Well, I got quiet a shock when I went into the OTE office to pay my phone bill. It was all high tech modern! I wish I had before and after photos.

Before this month the office hadn't changed since I arrived in 2,000. It still had three obsolete phone booths in the corner--the type where you tell the operator you want to make an international call, she then schedules it and rings you back when the connection is made. (Of course at my young age I had only read about such things.) Anyway the room also had a big counter with a payment booth at one end and a receptionist desk at the other. There were two desks in other corners and a manager's office in the back. Scattered elsewhere were a couple display cabinets, a table with brochures and various stacks of other boxes and debris.

Today there is a cluster of 3 open work stations, each with a plastic, flex-pipe for wiring and who-knows-what. In one back corner there are two modern, plastic booths for cashiers. Along three walls are mobile phone displays and other packaged accessories. Thats it: all open, airy and light. How depressing!

Our beautiful island is losing its charm and quaintness, bit by bit. Of course when we first arrived we heard the same thing from those who had been here for five or more years before us. We had really liked the book by Fionnuala Brennan about the good old days. We now know Fionnuala and some of the characters from her book; they still love the new Paros.
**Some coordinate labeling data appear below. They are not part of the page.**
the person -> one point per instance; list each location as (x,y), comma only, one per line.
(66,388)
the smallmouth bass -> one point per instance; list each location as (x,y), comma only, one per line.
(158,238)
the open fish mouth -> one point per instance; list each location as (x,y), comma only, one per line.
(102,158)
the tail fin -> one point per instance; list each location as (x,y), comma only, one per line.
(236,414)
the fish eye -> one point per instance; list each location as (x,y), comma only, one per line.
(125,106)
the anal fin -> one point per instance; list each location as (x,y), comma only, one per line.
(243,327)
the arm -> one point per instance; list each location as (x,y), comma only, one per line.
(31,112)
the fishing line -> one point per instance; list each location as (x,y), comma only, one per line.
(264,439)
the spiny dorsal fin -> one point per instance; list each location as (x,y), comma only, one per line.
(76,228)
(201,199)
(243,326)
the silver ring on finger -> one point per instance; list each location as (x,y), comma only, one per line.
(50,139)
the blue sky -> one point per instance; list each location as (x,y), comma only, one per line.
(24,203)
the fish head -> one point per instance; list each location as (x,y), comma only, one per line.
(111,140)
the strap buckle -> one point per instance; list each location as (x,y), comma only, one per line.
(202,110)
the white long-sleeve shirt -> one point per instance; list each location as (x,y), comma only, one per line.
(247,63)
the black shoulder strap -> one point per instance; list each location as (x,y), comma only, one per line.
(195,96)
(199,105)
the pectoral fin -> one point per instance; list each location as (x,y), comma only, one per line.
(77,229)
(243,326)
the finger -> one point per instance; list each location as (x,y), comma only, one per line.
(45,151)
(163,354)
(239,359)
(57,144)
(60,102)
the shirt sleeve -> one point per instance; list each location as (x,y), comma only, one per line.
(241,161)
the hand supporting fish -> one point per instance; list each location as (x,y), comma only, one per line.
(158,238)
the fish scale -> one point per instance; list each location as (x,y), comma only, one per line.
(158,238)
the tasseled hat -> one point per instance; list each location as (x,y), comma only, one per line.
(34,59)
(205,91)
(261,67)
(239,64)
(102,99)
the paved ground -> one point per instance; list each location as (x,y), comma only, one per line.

Also the telephone company modernization was put into perspective by the Michael Palin book that I just finished, Hemingway's Chair. Its story line centers around a British Post Office and its similar modernization. The idea being, I think, that customer service representatives no longer have the professionalism and respect that comes with their own desk. They are just cogs in a mechanical system. Next they will be replaced with touch screen computers that will answer all your questions--as long they can be answered by response A, B or C.